Types of Generative Models in Machine Learning

Generative Models in Machine Learning:

Generative Models are one of the most promising approaches towards this goal. To train a generative model we first collect a large amount of data in some domain and then train a model to generate data like it. Generative models used in machine learning for either modeling data directly or as an intermediate step to forming a conditional probability density function.

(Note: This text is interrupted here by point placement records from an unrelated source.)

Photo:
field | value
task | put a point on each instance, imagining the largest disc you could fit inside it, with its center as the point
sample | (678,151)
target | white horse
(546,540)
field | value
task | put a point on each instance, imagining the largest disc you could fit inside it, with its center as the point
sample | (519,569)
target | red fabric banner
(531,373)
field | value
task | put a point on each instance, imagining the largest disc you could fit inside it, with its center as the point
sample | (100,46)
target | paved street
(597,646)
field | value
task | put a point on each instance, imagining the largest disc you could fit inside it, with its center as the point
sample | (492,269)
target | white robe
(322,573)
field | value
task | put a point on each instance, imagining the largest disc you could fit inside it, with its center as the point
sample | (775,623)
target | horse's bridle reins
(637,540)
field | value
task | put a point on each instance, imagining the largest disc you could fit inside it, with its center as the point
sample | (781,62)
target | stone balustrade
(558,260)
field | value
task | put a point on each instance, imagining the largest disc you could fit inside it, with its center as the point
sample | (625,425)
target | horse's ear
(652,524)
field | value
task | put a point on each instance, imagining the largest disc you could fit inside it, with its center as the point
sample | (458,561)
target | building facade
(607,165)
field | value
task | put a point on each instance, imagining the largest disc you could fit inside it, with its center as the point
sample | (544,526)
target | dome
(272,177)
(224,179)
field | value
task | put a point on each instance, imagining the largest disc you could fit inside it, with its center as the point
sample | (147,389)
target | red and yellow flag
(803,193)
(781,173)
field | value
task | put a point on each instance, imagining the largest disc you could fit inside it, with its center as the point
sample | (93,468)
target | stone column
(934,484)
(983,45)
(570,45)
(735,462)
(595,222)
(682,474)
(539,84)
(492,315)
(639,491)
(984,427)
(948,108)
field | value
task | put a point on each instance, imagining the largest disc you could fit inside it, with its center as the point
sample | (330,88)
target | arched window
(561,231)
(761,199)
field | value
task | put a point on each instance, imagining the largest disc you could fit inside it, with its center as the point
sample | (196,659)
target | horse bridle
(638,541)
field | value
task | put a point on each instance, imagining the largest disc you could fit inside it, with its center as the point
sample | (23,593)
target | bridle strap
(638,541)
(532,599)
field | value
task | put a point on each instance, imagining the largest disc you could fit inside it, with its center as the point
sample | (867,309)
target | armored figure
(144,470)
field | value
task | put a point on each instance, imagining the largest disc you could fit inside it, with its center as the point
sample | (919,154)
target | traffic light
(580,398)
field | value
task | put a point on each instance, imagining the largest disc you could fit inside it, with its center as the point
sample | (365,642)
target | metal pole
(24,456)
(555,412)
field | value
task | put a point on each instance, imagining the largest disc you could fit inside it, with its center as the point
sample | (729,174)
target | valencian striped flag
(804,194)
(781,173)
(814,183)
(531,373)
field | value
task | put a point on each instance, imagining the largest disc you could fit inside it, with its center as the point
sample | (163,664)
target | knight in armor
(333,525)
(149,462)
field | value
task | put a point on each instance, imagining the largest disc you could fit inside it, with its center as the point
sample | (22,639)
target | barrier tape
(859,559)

Types of Generative Models:

There are mainly 7 types of Generative Models in Machine Learning:

1. Auto-regressive Model:

Autoregressive Model is when a value from a time series is regressed on previous values from that same time series. The order of an autoregression is the number of immediately preceding values in the series that are used to calculate the value at the present time. In simple words, Autoregressive models predict future values based on past values. These models are flexible at handling a wide range of different time-series patterns.

2. Bayes Network:

Bayes Network is a generative probabilistic graphical model that allows efficient and effective representation of the joint probability distribution over a set of random variables. It consists of two main parts, which are structure and parameters. The structure is a directed acyclic graph (DAG), and the parameters consist of conditional probability distributions associated with each node. This network can be used for various applications, such as time series prediction, anomaly detection, reasoning and other such.

3. Mixture Model:

A mixture model is a probabilistic model for representing the presence of sub-populations within an overall population, without requiring that an observed data set should identify the sub-population to which an individual observation belongs. Formally a mixture model corresponds to the mixture distribution that represents the probability distribution of observation in the overall population. Mixture models are used to make statistical inferences about the properties of the sub-populations given only observations on the pooled populations without sub-population identifying information.

4. Latent Variable Model:

A latent variable model is a statistical model that relates a set of observable variables. An observable variable is also called a manifest variable, as opposed to a latent variable. It is a variable that can be observed and directly measured. Latent variable models used in psychology, demography, economics, engineering, medicine learning, artificial intelligence, bioinformatics, natural language processing, etc.

5. Gaussian Model:

Gaussian Model is a generative probabilistic model. It assumes all the data points are generated from a mixture of a finite number of Gaussian distributions with unknown parameters. It commonly used as a parametric model of the probability distribution of features in a bio-metric system.

6. Hidden Markov Model:

Hidden Markov Model (HMM) is a statistical model widely used in various fields, especially in sequential data analysis and time series modeling. HMM designed to model systems that are assumed to be Markovian. It means that the future state of the system depends only on the current state and is independent of previous states. It consist of two main components: hidden states and observable states. The hidden states represent the underlying, unobservable states of the system, while the observable states are the states we can directly observe.

7. Flow-Based Model:

Flow-based models are generative models that directly model the data distribution through a series of invertible transformations, i.e., It is a set of mathematical operations that can be both applied and reversed without any loss of information. The core idea of flow-based models lies in the concept of normalizing flows. Flow-based models can capture complex data distributions by chaining multiple invertible transformations together.